Dr. Craig San Roque, psychoanalyst/community psychologist, has worked in or with almost every indigenous organisation in Central Australia since 1992 – including remote mental health, the NPY Women’ Council Uti Kulinjakugroup, CAYLUS, Outstation youth projects, indigenous economic development and law – and in close partnership with (the late) Japaljarri Spencer on the practice and philosophy of bi-cultural work. Spencer’s visual, clear thinking is the basis for this presentation. Craig has many publications on Centralian themes, including the award winning Joshua Santospirito graphic novel, A Long Weekend in Alice Springs.  

Pamela Nathan is a clinical and forensic psychologist and psychoanalytic psychotherapist in independent private practice in Kew, Melbourne. She is a member of the Australian Psychological Society and the Victorian Association of Psychoanalytic Psychotherapy. She was previously a sociologist working as an academic and researcher for over a decade. She has completed research in Aboriginal health in Victoria and the Northern Territory and published three books- A Home Away From Home, Health Business and Settle Down Country with the Victorian Aboriginal Health Service and The Central Australian Aboriginal Congress. She has worked in the public sector in clinical and forensic settings, in senior positions, including Forensicare and the Royal Melbourne Hospital for fifteen years. She is currently Director of the Aboriginal Australian Relations Program, Creating A Safe and Supportive Environment (CASSE) and is working with violence and trauma in Central Australia. She continues to practice, teach, workshop, supervise and publish, in journals, booklets and papers, in the psychological and psychoanalytic arena.

Workshop Testimonials

“You created a nourishing space through your care for materials, methods and stories – for art to speak, from the ground up, through artists and storytellers about our shared responsibilities as we create and disperse ‘dust storms’.
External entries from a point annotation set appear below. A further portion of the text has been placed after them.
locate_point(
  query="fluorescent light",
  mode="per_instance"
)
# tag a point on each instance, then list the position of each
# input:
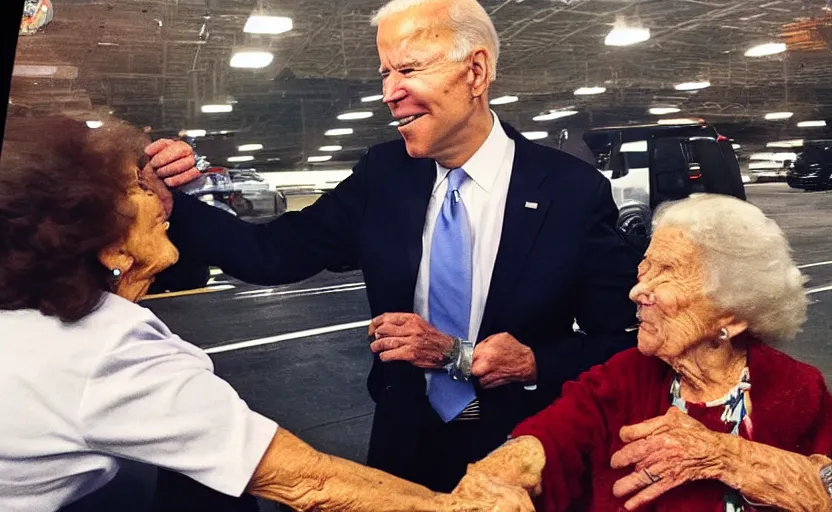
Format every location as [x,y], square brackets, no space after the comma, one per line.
[338,131]
[250,147]
[535,135]
[777,116]
[251,59]
[268,25]
[554,114]
[352,116]
[216,109]
[504,100]
[764,50]
[678,121]
[663,111]
[586,91]
[692,86]
[626,36]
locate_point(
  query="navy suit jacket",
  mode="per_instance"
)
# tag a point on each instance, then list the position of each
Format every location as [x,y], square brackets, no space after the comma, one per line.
[558,262]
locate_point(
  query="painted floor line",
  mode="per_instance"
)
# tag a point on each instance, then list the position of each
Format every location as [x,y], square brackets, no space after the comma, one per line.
[286,337]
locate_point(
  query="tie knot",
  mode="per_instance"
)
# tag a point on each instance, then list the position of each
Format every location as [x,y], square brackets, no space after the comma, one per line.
[456,177]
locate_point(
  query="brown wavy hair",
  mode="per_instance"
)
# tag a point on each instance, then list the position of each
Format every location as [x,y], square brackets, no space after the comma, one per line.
[63,198]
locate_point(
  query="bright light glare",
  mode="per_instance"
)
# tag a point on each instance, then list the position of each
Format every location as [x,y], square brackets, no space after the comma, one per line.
[811,124]
[268,25]
[338,131]
[250,147]
[216,109]
[692,86]
[663,111]
[252,60]
[554,114]
[626,36]
[535,135]
[777,116]
[352,116]
[764,50]
[504,100]
[587,91]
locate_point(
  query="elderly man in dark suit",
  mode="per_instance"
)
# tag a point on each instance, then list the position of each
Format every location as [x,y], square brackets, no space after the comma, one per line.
[479,250]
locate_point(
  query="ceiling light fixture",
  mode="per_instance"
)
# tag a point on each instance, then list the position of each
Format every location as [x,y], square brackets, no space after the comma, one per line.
[216,109]
[588,91]
[626,36]
[504,100]
[338,131]
[352,116]
[778,116]
[250,147]
[663,111]
[535,135]
[554,114]
[268,25]
[692,86]
[251,59]
[764,50]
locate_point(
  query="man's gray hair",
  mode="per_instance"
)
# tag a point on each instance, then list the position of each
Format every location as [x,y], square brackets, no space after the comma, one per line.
[469,23]
[751,271]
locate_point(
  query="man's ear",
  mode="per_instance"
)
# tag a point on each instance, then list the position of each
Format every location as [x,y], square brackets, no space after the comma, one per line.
[481,72]
[115,257]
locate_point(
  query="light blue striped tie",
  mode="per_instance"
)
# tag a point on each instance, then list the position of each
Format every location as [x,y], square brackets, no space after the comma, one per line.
[449,297]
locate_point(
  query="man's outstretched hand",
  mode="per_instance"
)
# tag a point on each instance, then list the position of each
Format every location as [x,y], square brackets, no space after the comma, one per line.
[173,161]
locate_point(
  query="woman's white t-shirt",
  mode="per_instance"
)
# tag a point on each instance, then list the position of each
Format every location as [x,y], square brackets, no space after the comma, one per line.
[117,383]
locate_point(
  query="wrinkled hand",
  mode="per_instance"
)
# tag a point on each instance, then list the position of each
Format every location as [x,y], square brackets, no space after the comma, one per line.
[494,493]
[673,448]
[501,359]
[173,161]
[407,337]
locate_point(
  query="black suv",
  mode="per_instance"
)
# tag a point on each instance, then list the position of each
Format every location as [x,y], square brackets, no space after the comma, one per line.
[813,168]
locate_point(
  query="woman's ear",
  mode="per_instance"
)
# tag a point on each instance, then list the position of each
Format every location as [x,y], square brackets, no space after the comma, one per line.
[115,257]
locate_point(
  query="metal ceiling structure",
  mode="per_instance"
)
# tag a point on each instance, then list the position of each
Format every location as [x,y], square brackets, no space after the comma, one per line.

Thank-you for providing no simple answers, no simple remedies, rather, creating the space to think with others – human and non-human – to get a gist of what is required. The artwork by Japaljarri Spencer in Keating’s office was particularly useful here.

Thanks to Pamela, Robert and the CASSE team for reminding us about the shape shifting properties of power and coercion that so often take control when we desperately seek solutions”.  Wendy Cowan

“I LOVED the day, I felt the presentation style was perfect, so refreshing to have a different style. Craig’s presentation being fluid and grounded and Pamela, I really enjoyed the theoretical and evidence based information you shared. Nik and Robert also imparted good knowledge of what is working in their program, all good information and more grounded in culturally competent methods that are working well. It was a perfect blend, I am not sure anything could be improved on.” Helen Lambert, Manager Health Promotion.